Das Buch hat einige interessante Fragestellungen rund um Social Media aufgeworfen, vor allem die Frage, inwieweit Influencer:innen Verantwortung für ihre (teils sehr jungen) Follower:innen übernehmen können. Bei einem Account mit 700.000 Followern ist es wohl nicht menschenmöglich, alle Nachrichten überhaupt zu lesen, geschweige denn, zu beantworten – was im Einzelfall, wie hier im Buch, dramatisch enden kann. So lange sich mit Kooperationen aber so gutes Geld verdienen lässt, wird es wohl auch Influencer:innen geben, die ihre Seele verkaufen und denen die Schicksale ihrer Follower egal sind.


SPOILER
Gut fand ich, dass man (zumindest ich) durch die kursiven Einschübe des mutmaßlichen Täters die ganze Zeit einen männlichen Stalker vermutet hat, der das Fake-Profil erstellt, die Fotos gemacht und die Pakete geschickt hat. Ich habe mich schon ab und zu gefragt, wie die Person das alles alleine hinbekommt – dass es am Ende 3 verschiedene Täter:innen waren, durch deren unbewusstes Zusammenspiel für Sarah diese starke Bedrohungssituation entsteht, habe ich aber nicht erwartet! Somit wurde das ganze aber schlüssig aufgelöst! Sarahs Mann war mir von Anfang an unsympathisch, damit hätte ich trotzdem nicht gerechnet – zum Glück ist sie ihn los!

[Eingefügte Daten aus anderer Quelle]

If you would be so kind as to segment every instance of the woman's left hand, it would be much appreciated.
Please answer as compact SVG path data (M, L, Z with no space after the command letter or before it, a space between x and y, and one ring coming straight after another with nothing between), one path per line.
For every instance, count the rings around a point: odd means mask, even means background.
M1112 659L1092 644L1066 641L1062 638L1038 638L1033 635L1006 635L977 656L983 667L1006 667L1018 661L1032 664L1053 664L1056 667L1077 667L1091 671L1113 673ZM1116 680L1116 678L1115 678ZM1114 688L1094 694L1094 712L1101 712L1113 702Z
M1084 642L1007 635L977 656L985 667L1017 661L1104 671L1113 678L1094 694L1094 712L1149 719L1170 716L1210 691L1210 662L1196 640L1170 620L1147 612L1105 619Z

Esthers Vorgehen fand ich trotzdem komisch; sie hatte doch ganz andere – reale – Möglichkeiten, mit Sarah in Kontakt zu kommen …

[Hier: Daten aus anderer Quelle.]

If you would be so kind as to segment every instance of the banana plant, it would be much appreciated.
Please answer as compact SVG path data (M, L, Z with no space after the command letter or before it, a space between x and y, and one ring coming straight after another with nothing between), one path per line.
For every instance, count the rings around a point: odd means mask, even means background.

Und dass Sarah ihr Profil am Ende komplett löscht, fand ich auch fragwürdig. Einerseits zeigt es, dass sie mit der ganzen Scheinwelt nichts mehr zu tun haben möchte, was ja gut ist. Andererseits war ihr die Hilfe ihrer Follower:innen ja ganz recht, als sie ihre Tochter gesucht hat. Ist es da nicht auf der anderen Seite wieder egoistisch, diese ganzen Menschen „im Stich“ zu lassen, ohne Abschiedsworte o. ä.? Hat sie sich überhaupt bedankt? Also hat sie die Leute ja wieder für ihren Vorteil genutzt … sie hätte ihren Account ja auch komplett umkrempeln und etwas Gutes daraus machen können.